While in Lagos, U.S. and Nigerian leaders will participate in engagements at the Western Navy Command and Naval Dockyard. Mohawk will also host ship tours and a dinner reception.
“Maritime security is critical to regional security and stability,” said Cmdr. Andrew Pate, commanding officer aboard USCGC Mohawk. “Mohawk’s visit is an opportunity to collaborate on our shared goals, and reiterate our commitment to improving maritime security, stability, and prosperity of our allies and partners.”
Nigeria maintains the largest navy in the Gulf of Guinea region and is critical to security and stability in Africa.
In March, Nigeria participated in exercise Obangame Express 2022, the largest annual maritime security exercise in Western Africa.
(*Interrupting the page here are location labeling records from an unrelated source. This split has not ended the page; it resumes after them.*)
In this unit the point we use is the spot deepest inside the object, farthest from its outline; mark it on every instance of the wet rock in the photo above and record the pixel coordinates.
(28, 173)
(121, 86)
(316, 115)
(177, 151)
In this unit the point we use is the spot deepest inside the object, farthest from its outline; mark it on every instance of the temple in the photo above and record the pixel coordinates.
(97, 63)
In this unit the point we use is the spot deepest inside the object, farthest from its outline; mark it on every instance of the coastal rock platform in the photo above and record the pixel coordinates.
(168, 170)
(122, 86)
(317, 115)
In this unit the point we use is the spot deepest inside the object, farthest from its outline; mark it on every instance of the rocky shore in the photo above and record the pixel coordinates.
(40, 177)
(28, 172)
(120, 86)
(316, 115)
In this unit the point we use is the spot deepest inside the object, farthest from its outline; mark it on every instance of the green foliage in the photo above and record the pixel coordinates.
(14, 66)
These types of exercises strengthen partnerships and allow countries to work more closely on shared transnational maritime challenges. Additionally, Nigeria will host next year’s exercise Obangame Express 2023 in Lagos.
“Ships like the USCGC Mohawk are the backbone of America’s commitment to not just our own security, but to ensuring the world’s oceans remain free and open,” said U.S. Consul General Will Stevens. “The United States is eager to work with Nigeria in its efforts towards the security of its territorial waters and the larger Gulf of Guinea.”
Over the last decade, the United States has steadily increased maritime security cooperation with partners on Africa’s Atlantic coast to improve maritime domain awareness capability and ability to protect their sovereign waters.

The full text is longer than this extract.